Gıcırdayan kapıdan geçip doktorun karşısındaki sandalyeye oturdu. Elleri gerginlikten terlemişti, pantolonuna sildi ve doktorun konuşmaya başlamasını bekledi. Saniyeler sanki ona inat yavaş ilerliyormuş gibiydi.
Doktorun gözleri acır gibi bakıyordu sanki. Bu sırada o geçmeyen saniyelerden nefret etti. En çokta acırmış gibi bakan gözlerden nefret etti.
"Hala ameliyat olmamakta kararlı mısın?"
"Evet kararlıyım."
"Ne desem de kararın değişmeyecek?"
"Evet değişmeyecek."
"Peki, sana dozu yüksek bir ağrı kesici yazacağım, ağrın olursa iç.
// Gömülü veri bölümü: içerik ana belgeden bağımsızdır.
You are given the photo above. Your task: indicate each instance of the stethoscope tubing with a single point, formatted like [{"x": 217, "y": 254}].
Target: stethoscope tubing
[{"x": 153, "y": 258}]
Tekrardan bir düşün çok geç olmadan ameliyat olmalısın."
"Peki düşüneceğim. İyi günler."
"İyi günler."
Doktorun odasından çıkıp köşedeki tuvaletlere doğru ilerledi. Boş bir kabin bulup içeriye girdi. Klozetin üstüne oturdu, başını elleri arasına aldı. Göz yaşlarını elinin tersiyle sildi. Ailesine ve arkadaşlarına bu durumu nasıl anlatacağını bilmiyordu. Belki de en iyisi hiçbir şey söylememekti.